Does this look something like having 40 separate companies look at the outputs of the system, deciding that it’s real and they should do something about it, and committing resources to it?
At some point, “cynicism” is another word for “lalala can’t hear you”.
To which my answer is clearly, no, not even remotely. If Anthropic is outright lying about what Mythos can do, someone else will have it in a year.
In fact the security world would have to seriously consider the possibility that even if Mythos didn't exist that nation states have the equivalent in hand already. And of course, if Mythos does exist, nation states have it now. The odds that Antropic (and every other AI vendor) isn't penetrated enough by every major intelligence agency such that they have access to their choice of model approach zero.
I wonder about the overlap between people being skeptical of Mythos' capabilities, and those who are too skeptical of AI to have spent any time with it because they assume it can't be any good. If you are not aware of what frontier models routinely do, you may not realize that Mythos is just an evolution of existing capabilities, not a revolution. Even just taking a publicly-available frontier model, pointing it at a code base and telling it to "find the vulnerabilities and write exploits" produces disturbingly good results. I can see the weaknesses referenced by the Mythos numbers, especially around the actual writing of the exploits, but it's not like the current frontier models fall on their face and hallucinate wildly for this task. Most everything they produce when I try this is at least a "yeah, that's worth thinking about" rather than an instant dismissal.
I'm not that old but have been here long enough that I remember when GPT-3 was considered too dangerous to release. Now you have models 10x as good, 1/10th the size and run on 8GB VRAM.
We don't yet know if Mythos was a level shift in the capability/cost frontier, or a continued extension of the same logarithmic capability/cost curve.
AI companies routinely claim that something is too dangerous to release (I think GPT-2 was the first case) for marketing reasons.
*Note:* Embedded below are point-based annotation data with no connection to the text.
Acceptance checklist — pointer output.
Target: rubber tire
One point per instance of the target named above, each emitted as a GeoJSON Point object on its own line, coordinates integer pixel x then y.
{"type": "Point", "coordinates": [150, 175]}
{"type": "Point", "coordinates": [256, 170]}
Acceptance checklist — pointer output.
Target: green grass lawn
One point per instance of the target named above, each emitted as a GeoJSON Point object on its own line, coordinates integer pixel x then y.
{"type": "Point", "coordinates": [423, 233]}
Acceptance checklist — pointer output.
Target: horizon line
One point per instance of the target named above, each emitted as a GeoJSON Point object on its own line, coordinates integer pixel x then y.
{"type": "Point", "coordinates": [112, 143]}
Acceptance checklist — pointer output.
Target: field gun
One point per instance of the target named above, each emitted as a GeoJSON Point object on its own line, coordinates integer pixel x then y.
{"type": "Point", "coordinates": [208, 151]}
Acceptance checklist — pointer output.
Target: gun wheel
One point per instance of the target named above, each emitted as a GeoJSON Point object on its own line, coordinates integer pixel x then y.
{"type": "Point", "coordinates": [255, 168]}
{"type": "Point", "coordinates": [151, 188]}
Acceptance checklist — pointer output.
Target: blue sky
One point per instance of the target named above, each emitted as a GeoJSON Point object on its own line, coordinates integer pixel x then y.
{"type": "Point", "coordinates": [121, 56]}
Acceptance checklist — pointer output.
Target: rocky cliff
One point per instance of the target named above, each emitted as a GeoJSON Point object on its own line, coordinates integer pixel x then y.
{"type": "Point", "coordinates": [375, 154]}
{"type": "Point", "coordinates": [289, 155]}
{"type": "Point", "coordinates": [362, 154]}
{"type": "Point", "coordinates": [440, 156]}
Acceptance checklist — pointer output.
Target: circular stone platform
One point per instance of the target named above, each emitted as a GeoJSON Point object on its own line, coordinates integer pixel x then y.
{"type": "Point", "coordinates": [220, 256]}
There are at least 10 documented high profile cases.
They keep it secret because they now sell to the MIC with China and North Korea bullshit stories as well as to companies who are invested in the AI hype themselves.
And with gpt-2 the worry was mass emails a lot better and more detailed and personal, social media campaigns etc.
How many bots are deployed today on X and influencing democrazy around the globe?
Its fair to say it had an impact and LLMs still have.
The platonic ideal of how to dismiss any argument by anyone about anything.
unless you are an employee at anthropic and shouldn't be talking about any of this at all, there's no way to know what the model's capabilities are.